The Coast Guard, guided by a telecommunications network created at the University of Hawaii at Manoa, rescued 15 people including six children whose 28-foot skiff had been missing for three days in Micronesia.
The Guam station of the UH-connected PEACESAT program notified its network of high-frequency radio operators on some 69 islands in the western Pacific about the missing people when they failed to arrive on Ruo island after departing Chuuk on Monday.
The Coast Guard launched a search from Guam and Hawaii and covered an area of 18,000 square miles in three days — equivalent to searching a land mass of four states — Massachusetts, Hawaii, Delaware and Rhode Island — when a fisherman spotted the missing people Friday on an uninhabited island about a quarter-mile across. The island was about 8.6 miles east of their destination on Ruo.
The fisherman who was aware there were missing people from PEACESAT reports went to the island and eventually took one of the leaders to Ruo to report that they had been found, authorities said.
A high-frequency radio operator on Ruo notified PEACESAT on Guam about finding the 15 people, and PEACESAT called the Coast Guard, which sent the cutter Assateague to assist in the rescue Friday.
Coast Guard Capt. Thomas Sparks, commander of the Guam sector, said a number of other organizations helped in the search, including the Navy and the Chuuk Department of Transportation.
Sparks said he was most grateful to PEACESAT worker Bruce Best, who helped in the search.
Best, a retiree from the University of Guam, was working as a volunteer when he coordinated the search efforts among people living in rural and remote islands.
"He is the real hero in this case," Sparks said.
"Without Bruce Best and his proficient use of the PEACESAT program … the boat that spotted the skiff would probably not have known to be on the lookout for it."
PEACESAT, which receives various federal funds and grants, has been in operation for 41 years and provides a vital link to remote and rural islands in a Pacific area of 3 million square miles from the Commonwealth of the Northern Marianas to the Republic of the Marshall Islands. The name stands for Pan-Pacific Education and Communication Experiments by Satellite.
The 15 people were residents of the Federated States of Micronesia, a sovereign nation that receives assistance from the United States in return for exclusive military access in the region.

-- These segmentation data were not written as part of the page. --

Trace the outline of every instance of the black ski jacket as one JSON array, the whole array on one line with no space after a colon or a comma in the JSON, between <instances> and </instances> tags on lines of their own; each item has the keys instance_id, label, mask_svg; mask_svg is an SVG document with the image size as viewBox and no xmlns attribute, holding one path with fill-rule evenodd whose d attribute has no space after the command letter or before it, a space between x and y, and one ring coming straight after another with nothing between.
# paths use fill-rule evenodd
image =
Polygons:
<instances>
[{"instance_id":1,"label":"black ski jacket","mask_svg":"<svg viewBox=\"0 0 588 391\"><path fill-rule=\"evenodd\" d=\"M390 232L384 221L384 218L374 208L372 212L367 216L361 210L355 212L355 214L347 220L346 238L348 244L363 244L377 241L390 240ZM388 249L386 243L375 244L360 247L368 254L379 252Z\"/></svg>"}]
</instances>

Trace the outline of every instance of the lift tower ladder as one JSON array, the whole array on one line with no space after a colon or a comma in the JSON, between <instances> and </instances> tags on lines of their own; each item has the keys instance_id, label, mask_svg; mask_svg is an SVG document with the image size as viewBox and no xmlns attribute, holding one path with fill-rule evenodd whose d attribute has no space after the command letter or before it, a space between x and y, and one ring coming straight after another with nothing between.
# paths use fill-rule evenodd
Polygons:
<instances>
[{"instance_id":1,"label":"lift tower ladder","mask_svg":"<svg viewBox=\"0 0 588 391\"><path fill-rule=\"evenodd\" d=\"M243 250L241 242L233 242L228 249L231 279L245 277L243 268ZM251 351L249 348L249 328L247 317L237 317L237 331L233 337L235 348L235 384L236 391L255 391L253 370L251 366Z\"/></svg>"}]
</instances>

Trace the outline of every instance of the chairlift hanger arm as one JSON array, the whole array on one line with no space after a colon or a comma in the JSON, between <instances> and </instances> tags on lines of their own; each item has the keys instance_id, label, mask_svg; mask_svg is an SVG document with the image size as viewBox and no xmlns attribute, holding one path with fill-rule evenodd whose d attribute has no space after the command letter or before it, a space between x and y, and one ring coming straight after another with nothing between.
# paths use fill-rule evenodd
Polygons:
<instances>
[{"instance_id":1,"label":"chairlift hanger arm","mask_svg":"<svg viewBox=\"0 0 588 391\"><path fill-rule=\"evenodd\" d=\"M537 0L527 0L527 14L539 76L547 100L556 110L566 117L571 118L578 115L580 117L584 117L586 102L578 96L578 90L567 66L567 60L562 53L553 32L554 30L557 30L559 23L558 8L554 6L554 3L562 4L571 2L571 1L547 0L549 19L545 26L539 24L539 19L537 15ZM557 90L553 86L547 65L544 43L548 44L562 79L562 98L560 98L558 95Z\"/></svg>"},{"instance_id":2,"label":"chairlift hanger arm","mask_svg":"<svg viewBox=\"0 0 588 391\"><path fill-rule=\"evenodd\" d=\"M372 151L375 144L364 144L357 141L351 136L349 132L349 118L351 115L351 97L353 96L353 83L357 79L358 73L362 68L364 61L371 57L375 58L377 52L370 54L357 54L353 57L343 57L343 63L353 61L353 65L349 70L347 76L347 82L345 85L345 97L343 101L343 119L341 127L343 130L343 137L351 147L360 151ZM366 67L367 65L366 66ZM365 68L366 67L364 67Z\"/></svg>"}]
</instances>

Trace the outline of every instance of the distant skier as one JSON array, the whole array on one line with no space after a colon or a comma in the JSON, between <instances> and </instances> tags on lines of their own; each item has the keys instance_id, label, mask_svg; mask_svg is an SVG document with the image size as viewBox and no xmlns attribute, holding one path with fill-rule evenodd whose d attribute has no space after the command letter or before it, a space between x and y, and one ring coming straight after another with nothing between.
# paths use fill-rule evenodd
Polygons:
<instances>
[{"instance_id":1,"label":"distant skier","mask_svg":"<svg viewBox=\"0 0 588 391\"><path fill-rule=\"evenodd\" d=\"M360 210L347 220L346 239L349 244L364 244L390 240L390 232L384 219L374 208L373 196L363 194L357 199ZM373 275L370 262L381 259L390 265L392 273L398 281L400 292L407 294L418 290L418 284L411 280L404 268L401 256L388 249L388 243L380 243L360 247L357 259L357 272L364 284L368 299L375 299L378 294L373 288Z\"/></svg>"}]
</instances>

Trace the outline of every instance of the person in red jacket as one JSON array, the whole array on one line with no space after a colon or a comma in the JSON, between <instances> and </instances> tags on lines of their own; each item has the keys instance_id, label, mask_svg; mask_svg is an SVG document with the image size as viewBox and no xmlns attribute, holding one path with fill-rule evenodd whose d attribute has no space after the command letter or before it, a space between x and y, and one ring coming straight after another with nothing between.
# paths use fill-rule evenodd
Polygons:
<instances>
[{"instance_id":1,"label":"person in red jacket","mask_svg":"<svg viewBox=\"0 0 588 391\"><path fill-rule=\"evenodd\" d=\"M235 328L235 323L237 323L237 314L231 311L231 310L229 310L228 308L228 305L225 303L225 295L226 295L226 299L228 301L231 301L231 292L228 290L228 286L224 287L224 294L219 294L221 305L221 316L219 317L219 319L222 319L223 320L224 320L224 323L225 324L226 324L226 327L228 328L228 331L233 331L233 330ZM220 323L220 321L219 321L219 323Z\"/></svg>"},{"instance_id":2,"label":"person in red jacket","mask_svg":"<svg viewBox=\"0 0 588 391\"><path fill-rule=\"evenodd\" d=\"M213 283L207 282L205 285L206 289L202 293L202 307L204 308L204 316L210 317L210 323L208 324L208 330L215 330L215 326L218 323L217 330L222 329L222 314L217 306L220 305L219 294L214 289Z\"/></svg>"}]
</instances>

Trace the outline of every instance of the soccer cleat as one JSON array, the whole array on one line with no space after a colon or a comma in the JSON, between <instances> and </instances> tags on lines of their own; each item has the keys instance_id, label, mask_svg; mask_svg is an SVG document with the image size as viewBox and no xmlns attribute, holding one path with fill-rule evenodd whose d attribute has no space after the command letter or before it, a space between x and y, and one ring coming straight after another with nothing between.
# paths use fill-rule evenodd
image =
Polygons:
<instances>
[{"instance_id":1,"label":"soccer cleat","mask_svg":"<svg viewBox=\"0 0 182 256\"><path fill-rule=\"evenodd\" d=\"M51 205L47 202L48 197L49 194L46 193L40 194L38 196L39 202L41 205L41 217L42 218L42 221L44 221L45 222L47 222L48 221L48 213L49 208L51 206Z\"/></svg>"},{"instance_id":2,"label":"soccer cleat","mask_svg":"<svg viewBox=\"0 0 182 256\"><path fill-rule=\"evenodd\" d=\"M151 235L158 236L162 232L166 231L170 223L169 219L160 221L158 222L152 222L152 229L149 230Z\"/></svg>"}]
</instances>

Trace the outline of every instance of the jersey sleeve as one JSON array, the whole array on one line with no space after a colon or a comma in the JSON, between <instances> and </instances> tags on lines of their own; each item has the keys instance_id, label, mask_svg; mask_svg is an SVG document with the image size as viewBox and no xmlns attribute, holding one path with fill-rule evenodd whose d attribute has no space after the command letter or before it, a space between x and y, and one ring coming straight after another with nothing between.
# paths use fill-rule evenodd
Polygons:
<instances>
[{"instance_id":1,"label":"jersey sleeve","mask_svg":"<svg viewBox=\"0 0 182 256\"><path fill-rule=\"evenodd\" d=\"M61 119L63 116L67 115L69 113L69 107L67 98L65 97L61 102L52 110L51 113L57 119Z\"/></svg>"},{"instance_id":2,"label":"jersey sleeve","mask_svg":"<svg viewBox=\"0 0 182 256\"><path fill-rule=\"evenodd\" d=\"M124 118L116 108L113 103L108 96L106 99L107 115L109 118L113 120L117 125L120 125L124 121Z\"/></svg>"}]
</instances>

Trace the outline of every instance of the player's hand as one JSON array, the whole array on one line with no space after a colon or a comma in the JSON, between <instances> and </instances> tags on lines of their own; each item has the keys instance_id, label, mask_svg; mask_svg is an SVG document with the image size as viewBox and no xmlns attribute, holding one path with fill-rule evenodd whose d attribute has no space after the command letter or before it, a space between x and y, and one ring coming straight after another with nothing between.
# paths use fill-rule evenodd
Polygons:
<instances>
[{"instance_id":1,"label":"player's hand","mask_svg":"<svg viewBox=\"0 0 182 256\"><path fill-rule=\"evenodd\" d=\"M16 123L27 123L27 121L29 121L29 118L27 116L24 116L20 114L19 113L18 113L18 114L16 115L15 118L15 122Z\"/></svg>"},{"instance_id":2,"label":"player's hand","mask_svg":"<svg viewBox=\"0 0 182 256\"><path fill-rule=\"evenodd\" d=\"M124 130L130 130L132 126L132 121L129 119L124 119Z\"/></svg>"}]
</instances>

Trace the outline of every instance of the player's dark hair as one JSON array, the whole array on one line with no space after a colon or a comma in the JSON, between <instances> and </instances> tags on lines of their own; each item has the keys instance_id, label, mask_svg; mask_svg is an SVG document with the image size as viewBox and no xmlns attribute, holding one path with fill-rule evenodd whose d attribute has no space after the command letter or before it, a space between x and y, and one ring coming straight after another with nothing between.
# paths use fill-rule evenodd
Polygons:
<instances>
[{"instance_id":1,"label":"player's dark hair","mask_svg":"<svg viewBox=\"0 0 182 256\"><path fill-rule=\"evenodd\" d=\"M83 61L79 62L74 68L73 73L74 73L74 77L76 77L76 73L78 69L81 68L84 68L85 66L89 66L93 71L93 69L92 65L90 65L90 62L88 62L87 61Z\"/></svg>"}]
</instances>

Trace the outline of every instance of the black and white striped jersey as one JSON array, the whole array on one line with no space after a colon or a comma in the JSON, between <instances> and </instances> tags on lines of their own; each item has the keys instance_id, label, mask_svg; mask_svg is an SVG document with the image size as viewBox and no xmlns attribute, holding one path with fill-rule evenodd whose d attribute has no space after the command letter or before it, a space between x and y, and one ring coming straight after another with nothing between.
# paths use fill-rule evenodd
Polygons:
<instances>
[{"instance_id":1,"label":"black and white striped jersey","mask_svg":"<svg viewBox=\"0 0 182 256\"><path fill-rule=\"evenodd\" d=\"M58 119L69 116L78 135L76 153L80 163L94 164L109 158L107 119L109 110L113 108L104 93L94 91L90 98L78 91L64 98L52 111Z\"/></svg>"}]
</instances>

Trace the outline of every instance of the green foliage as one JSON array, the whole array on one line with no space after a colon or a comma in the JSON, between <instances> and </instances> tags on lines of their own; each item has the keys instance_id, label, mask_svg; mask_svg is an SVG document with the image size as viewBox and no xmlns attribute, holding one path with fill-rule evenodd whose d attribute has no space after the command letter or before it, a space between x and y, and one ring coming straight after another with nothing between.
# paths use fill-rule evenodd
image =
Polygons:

The Federated States has more than 600 islands and covers a land and ocean expanse in the Western Pacific of more than 1 million square miles, an area larger than Alaska, Texas and Florida.
Coast Guard Lt. Bridget Fitzgibbons, who helped coordinate search efforts, said the Assateague crew was still determining how the Mirconesians came to be stranded on the island.
She said the 15 were returning to Ruo with provisions and were thought to have enough food.
Fitzgibbons said there have been times when searches have been unsuccessful in Micronesia, but this search has "an ending we like."
"This is a very happy ending," she said.